Though the legislation does not explicitly mention items such as “climate,” “environment” or “greenhouse gas,” it would amend both the Securities Act of 1933 and the Securities Exchange Act of 1934 to require that any disclosure mandated by the SEC is material for investors’ investment decisions. It is intended to pre-empt an SEC proposal from March that public companies provide certain climate-related financial data and information on greenhouse gas emissions in their public disclosure filings.
Barr explained: “I am proud to be an original co-sponsor of the Mandatory Materiality Requirement Act in the House to ensure that the SEC is sticking to its statutory mandate and commend Representative Huizenga and Senator [Mike] Rounds [R-South Dakota,] for helping to lead the charge against woke climate policy in our financial markets and institutions.”

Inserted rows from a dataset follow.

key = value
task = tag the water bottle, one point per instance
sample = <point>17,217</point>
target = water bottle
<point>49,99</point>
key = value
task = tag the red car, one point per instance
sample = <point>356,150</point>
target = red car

Rounds introduced similar legislation in September. That bill, which carries the same name, likewise does not make explicit mention of “climate,”, “environment,” or “greenhouse gas.” However, the bill has the same stated intent as its House companion, Rounds explained in a press release: “American businesses should not be used as a gateway to advance climate-change policy.”
In March, the SEC proposed a rule that would require public companies to disclose information about their “climate-related risks that are reasonably likely to have a material impact on their business.” The proposal would require public companies to disclose information about direct greenhouse gas emissions, indirect emissions produced as a result of electricity consumption and emissions from its supply chain. This rule has not been finalized and is not in effect.
Another related bill, proposed Monday by Senator John Boozman, R-Arkansas, called the Protect Farmers from the SEC Act, specifically takes aim at the provision to require greenhouse gas emissions to be disclosed by agriculture companies. Boozman’s bill would exempt agriculture companies from any future disclosure requirements. Unlike the other bills, Boozman’s does mention “greenhouse gas” in its text.
Senator Tom Cotton, R-Arkansas, proposed legislation on Thursday that addresses the U.S. Department of Labor regulation that would permit ESG considerations to be used by retirement plan fiduciaries. Cotton’s one-page bill would invalidate the DOL rule without replacing it with other legal guidance. In a press release, Cotton said that retirement plans should avoid, “ESG scams.”